High-Performance Computing at Scale with EESSI Logo

High-Performance Computing at Scale with EESSI

How Inuits is helping bring AMD ROCm support to EESSI — reducing ‘Time-to-Science’ from hours to seconds for researchers across Europe.

High-Performance Computing at Scale with EESSI

Bridging the Gap in Scientific Computing: Bringing AMD ROCm to EESSI

At Inuits, we believe that open-source infrastructure should be a bridge, not a barrier, for the scientific community. Our recent work with the European Environment for Scientific Software Installations (EESSI) highlights how we collaborate with partners like Microsoft and HPC-UGent to streamline High-Performance Computing (HPC).

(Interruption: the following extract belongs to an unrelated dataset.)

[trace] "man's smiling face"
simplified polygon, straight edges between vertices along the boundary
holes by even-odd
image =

The Challenge: Closing the “Time-to-Science” Gap

Traditionally, researchers have spent hours or even days configuring complex scientific software stacks before they could run a single simulation. Our goal within the EESSI project is to reduce this “Mean-Time-To-Science” from hours to seconds. This is particularly challenging when supporting diverse hardware, as each CPU architecture must be matched with specific GPU compute capabilities.

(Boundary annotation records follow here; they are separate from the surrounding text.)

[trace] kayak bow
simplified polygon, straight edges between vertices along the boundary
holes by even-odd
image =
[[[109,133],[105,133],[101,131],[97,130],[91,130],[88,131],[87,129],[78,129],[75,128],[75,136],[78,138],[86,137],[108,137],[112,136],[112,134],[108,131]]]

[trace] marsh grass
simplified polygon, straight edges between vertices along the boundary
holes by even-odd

Our Contribution: Active Community Engagement

We don’t just implement these solutions; we are deeply involved in the underlying software ecosystem. In 2024, Inuits contributed approximately 13% of all Easyconfig Pull Requests to the EasyBuild project. Key contributors from our team managed 181 PRs and 155 PRs.

As featured speakers for EESSI, our consultants recently demonstrated how this expertise translates into practical cloud deployments.

The Solution: Standardizing GPU Support

Our team focused on making GPU-enabled software “plug-and-play” across different environments, including NVIDIA CUDA and AMD ROCm. By leveraging Azure VM snapshots, we developed a workflow that allows researchers to jump directly into their work:

  • Post-Driver Snapshots: Environments with pre-installed drivers ready for immediate use.
  • Post-CUDA Snapshots: Ready for specialized software builds.
  • Ready-to-Run Snapshots: Delivering instant science capability.

The Results: Performance at Scale

Our tests across various Azure VM types—from the NC T4 to the ND A100—confirmed that these optimized environments significantly boost research productivity.

  • Deployment Speed: We achieved a “Time-to-Science” of just 18 to 20 seconds for complex simulations.
  • Processing Power: Scientific applications like GROMACS ran 4–5× faster on GPUs, while ESPResSo saw speed increases of 10–13×.
  • Stability: Our GPU-enabled stacks provided consistent performance, even resolving stability issues sometimes found in CPU-only executions.

Looking Ahead

Following our work on the NVIDIA stack, we are now focusing on enhancing support for the AMD ROCm ecosystem. This includes mapping software dependencies and developing automated build recipes to ensure that researchers have a consistent experience regardless of their hardware choice.